Our intuitions are often wrong, and our trust in them often misplaced, so what is needed, is a justification for trusting our moral intuitions.

This can be done in two ways. The most straightforward, is to accept the reality of abstract objects, including moral principles. There is a bare majority of philosophers who believe in moral realism, and for anyone who holds such a belief, there is a pretty straightforward Darwinian rationale to accept that we humans have developed a moral intuition to detect such a real phenomenon in the universe. Darwinian processes provide us, ceteris paribus, with an advantage for being able to detect real phenomenon, because then we can use that knowledge in our dealing with that reality.

The ACCURACY of that sense, is highly suspect, because of the demonstrated diversity of our collective moral intuitions. But if one accepts the reality of moral realism, then that our intuitive sensing of morality is inaccurate is only a pragmatic problem, in that we need to figure out how to selectively use and correct these intuitions, not justify them.

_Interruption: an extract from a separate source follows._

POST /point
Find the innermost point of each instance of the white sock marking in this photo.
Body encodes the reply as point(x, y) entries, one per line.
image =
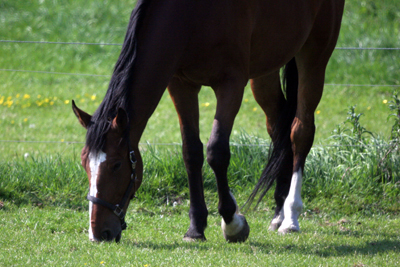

For those that do not accept ontic moral realism there is another view that holds that social constructs are "real" in an emergent sense. One approach to this sort of emergent reality was articulated by John Searle, in The Construction of Social Reality. Searle's is not the only way to do this kind of emergent semi-ontology, but it is the most widely discussed and can be used as exemplar. When institutions or communities create social realities, those realities become real, and matter in the world, and can be detectable evolutionarily, just as with abstract realism. Both human centric eusociality, or Gaia-based eusociality, can be assumed to create these sorts of social realities, either applicable just to humans, or to all of life, respectively. The principle of valid but fallible intuitions would then apply again.

The justification of the value of life, then, is thru our moral intuitions, which inform us that life is intrinsically to be valued.